When I first learned about NLP this sounded very logical, so I tried it out. The techniques worked so well I decided to become a trainer and coach of NLP.
So, essentially, NLP is a technique to help undo mental patterns, while meditation is used by people on an inner, self-development journey. And while they’re very different from one another, and at first glance, it looks like two couldn’t be further apart; they complement each other perfectly.
Both of them centre around understanding the patterns of our minds. Patterns which we can actively work on and change to act in more productive ways. Through NLP, this is generally very specific in that we work on particular events in a person’s life – a sort of laser beam approach. In contrast, meditation creates a foundation to enable us to understand the broader mind – like sunshine illuminating the parts we are yet to discover.

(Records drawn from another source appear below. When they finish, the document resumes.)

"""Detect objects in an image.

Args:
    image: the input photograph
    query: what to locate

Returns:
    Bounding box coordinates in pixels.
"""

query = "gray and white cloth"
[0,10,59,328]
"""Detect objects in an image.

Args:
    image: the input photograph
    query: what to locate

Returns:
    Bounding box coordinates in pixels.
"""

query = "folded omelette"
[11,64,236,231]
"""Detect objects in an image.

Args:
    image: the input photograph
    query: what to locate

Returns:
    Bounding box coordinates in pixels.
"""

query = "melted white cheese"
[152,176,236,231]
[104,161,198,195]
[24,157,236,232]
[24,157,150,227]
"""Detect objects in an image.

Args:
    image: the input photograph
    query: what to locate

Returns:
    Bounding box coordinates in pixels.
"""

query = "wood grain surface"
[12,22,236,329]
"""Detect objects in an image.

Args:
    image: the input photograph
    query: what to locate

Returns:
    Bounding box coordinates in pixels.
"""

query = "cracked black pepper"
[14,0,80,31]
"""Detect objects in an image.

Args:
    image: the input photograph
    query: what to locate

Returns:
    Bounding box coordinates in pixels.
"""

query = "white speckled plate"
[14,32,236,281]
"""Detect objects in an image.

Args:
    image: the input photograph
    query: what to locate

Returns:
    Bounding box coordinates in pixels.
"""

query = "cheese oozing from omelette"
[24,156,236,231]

So how do meditation and NLP support one another?
Once you have achieved a certain level of mindfulness, the use of NLP becomes even more powerful because you can see in real time what those processes are doing.

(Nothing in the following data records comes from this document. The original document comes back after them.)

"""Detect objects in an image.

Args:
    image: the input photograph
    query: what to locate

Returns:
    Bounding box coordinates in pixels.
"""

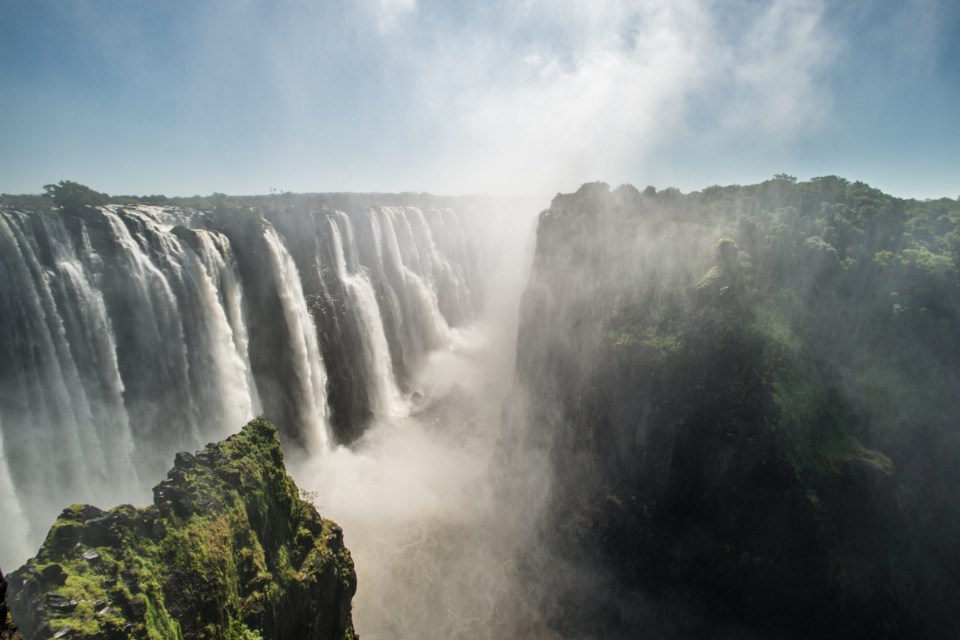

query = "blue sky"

The two fields work beautifully in conjunction with each other. NLP provides a powerful tool to shift emotional blocks and create motivation whereas meditation brings a deeper and more spiritual foundation to NLP.
How can NLP benefit you?
To answer this question, you should ask if there is anything you are doing that is not working for you – and if you know of people that are doing it better that you. Or better still “what do you want?”. If there is an area of life you could improve, and you have a suspicion that it is because you are not thinking, talking or acting as efficiently as you could, then it is worth finding out if a strategy has been modelled to do it better. Through personal coaching or doing a group course, you can learn and master your strategy. That is how you get what you want in life.